CAHIMITE=SALGUEIRO MAIA
Na minha crónica anterior, sob o título em epígrafe, a propósito da colocação de uma viatura CHAIMITE à entrada da vila de Castro Daire, junto ao Intermarchê, discorri sobre o nome da viatura e os episódios históricos para onde este nome remetia, e bem assim para as personagens envolvidas, um encontro entre Mouzinho de Albuquerque e Gungunhana, em 1895, em CHAIMITE.
Falei do fim do IMPÉRIO VÁTUA com a prisão de Gungunhana, feita ali por Mouzinho de Albuquerque e aludi ao 25 de abril e ao fim do IMPÉRIO PORTUGUÊS. Quer dizer, deixei claro o fim de DOIS IMPÉRIOS.
Li as razões apresentadas pelos nossos políticos locais, fotografei a legenda posta na placa alusiva ao evento: HOMENAGEM AOS EX-MILITARES E MILITARES DO CONCELHO DE CASTRO DAIRE - AGRADECIMENTO PELOS SERVIÇOS PRESTADOS À PÁTRIA”.
Já não era sem tempo. Até que enfim esses homens que deram o corpo ao manifesto, lá pelas tórridas terras de África, terras de “carreirismo militar, político, administrativo” mas também de malária, de paludismo, de morte, de estropiados de guerra, e sequelas mentais pós-traumáticas, se podem rever, ali, na viatura mais icónica da GUERRA COLONIAL, onde consumiram alguns anos das suas vidas.
Diz a legenda que isso de deveu a um PROTOCOLO assinado com o EXÉRCITO PORTUGUÊS. Andaram bem as partes que protocolaram o evento. É que se aquela viatura, atendendo aos fins a que se destinava, foi batizada com o nome CHAIMITE e, como tal, levava consigo, desde a nascença, o ânimo e a bandeira da vitória - semelhantemente ao encontro entre Mouzinho de Albuquerque e Gungunhana - o decorrer da guerra e o desfecho dela colar-lhe-iam o símbolo contrário, o símbolo da derrota.
Mas eis que um militar, de seu nome SALGUEIRO MAIA, lhe devolveu a dignidade do nome com que foi batizada. Postado frente ao Quartel do Carmo, megafone em punho, metrelhadora apontada ao PODER POLÍTICO ali encurralado, aquele que levou o ESTADO “ao estado a que chegámos” lhe pede a rendição, sob pena de metralhar o edifício.
E a viatura CHAIMITE, concebida para a guerra, viatura que rodou por estradas africanas de matope, orladas de capim, que ouviu tiros, viu mortes e estropiados, agora, de pneus limpos, lavados e a rodar pelas ruas da civilizada Lisboa, só não mudou de nome para SALGUEIRO MAIA devido à crosta histórica que o tempo lhe colou na pele, desde o nascimento. E se CHAIMITE era, CHAIMITE ficou.

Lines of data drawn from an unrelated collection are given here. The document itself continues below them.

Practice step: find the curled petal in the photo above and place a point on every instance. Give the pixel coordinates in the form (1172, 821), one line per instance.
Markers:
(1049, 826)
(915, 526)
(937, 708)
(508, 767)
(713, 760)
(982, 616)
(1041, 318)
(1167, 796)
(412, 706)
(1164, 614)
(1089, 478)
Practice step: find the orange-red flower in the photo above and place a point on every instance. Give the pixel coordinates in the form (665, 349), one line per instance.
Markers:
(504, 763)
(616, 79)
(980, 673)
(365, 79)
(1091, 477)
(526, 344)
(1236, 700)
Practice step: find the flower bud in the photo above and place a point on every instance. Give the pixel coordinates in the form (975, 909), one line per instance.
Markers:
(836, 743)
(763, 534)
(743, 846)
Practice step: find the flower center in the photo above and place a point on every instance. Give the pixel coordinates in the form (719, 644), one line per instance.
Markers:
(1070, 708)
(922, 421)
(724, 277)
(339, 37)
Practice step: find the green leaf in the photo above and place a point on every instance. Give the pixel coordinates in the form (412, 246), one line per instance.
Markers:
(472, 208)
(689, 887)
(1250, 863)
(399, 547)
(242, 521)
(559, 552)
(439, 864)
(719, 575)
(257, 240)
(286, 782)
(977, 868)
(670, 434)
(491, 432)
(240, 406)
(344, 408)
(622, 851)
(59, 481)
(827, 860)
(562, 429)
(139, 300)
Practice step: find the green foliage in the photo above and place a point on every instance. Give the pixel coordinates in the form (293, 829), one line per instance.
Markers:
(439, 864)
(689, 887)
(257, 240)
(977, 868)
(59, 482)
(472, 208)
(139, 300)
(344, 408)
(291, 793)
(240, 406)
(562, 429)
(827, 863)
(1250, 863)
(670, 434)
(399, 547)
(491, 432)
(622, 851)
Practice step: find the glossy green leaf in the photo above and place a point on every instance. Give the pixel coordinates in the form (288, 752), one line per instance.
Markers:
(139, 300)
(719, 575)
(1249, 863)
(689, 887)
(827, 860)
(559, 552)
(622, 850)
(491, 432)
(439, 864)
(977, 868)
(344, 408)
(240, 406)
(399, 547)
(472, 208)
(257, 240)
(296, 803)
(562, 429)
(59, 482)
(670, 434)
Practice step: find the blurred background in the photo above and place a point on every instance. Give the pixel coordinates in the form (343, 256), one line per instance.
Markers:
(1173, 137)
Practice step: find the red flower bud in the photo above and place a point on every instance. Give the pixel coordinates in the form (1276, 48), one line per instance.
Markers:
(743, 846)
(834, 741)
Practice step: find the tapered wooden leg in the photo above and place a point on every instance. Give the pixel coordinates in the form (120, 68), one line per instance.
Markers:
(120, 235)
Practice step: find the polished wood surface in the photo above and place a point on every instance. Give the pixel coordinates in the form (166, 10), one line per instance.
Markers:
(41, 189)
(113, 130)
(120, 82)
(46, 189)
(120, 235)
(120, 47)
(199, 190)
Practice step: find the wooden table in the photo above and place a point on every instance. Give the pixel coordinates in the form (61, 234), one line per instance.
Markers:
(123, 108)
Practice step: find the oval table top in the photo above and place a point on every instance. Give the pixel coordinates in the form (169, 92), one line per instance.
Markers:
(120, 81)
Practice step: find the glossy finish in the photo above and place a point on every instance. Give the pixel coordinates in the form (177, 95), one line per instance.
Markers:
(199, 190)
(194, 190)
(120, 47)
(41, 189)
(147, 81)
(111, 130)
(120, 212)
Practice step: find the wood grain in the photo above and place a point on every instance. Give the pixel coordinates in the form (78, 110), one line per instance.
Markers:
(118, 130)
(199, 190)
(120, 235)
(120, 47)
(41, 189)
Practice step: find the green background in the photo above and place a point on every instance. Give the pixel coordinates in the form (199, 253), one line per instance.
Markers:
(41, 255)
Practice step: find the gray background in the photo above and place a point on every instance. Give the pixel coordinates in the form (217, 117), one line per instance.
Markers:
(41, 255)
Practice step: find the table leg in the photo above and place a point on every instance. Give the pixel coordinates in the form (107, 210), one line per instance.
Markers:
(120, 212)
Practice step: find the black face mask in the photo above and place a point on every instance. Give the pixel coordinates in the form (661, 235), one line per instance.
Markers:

Mas o historiador, conjugando os acontecimentos e as personagens a que essa viatura está associada, às motivações que levaram os ORGANIZADORES a que tal PEÇA DE GUERRA fosse ali colocada em TEMPO DE PAZ, está em crer que se lhe colassem no lombo o nome desse militar - SALGUEIRO MAIA - associado ao 25 de abril e ao fim da Ditadura, , a sua exibição pública, ali, tendo de um lado uma escola, onde se busca o alimento do espírito, e do outro o Intermarchê, onde se busca o alimento do corpo, ele teria uma leitura simbólica e histórica muito mais alargada e consubstanciada, v.g. mais FORMATIVA.
E se calhar numa relação empática muito mais de harmonia com o pensar e sentir profundamente democráticos dos responsáveis pela iniciativa (civis e militares), eles que jamais deixaram de festejar, institucionalmente, o 25 de abril e a queda da Ditadura, na Assembleia Municipal todos os anos subsequentes aos factos. E já lá vão muitos. O historiador que não dispensa os documentos para fazer HISTÓRIA, agradece que lhe forneçam os vigorosos e entusiasmados discursos que proferiram na efeméride. No plural. É que “um povo sem memória, é um povo sem história”. E os «discursos» publicados na imprensa regional e nacional durante todos estes anos, não bastam, não abundam, nem abonam.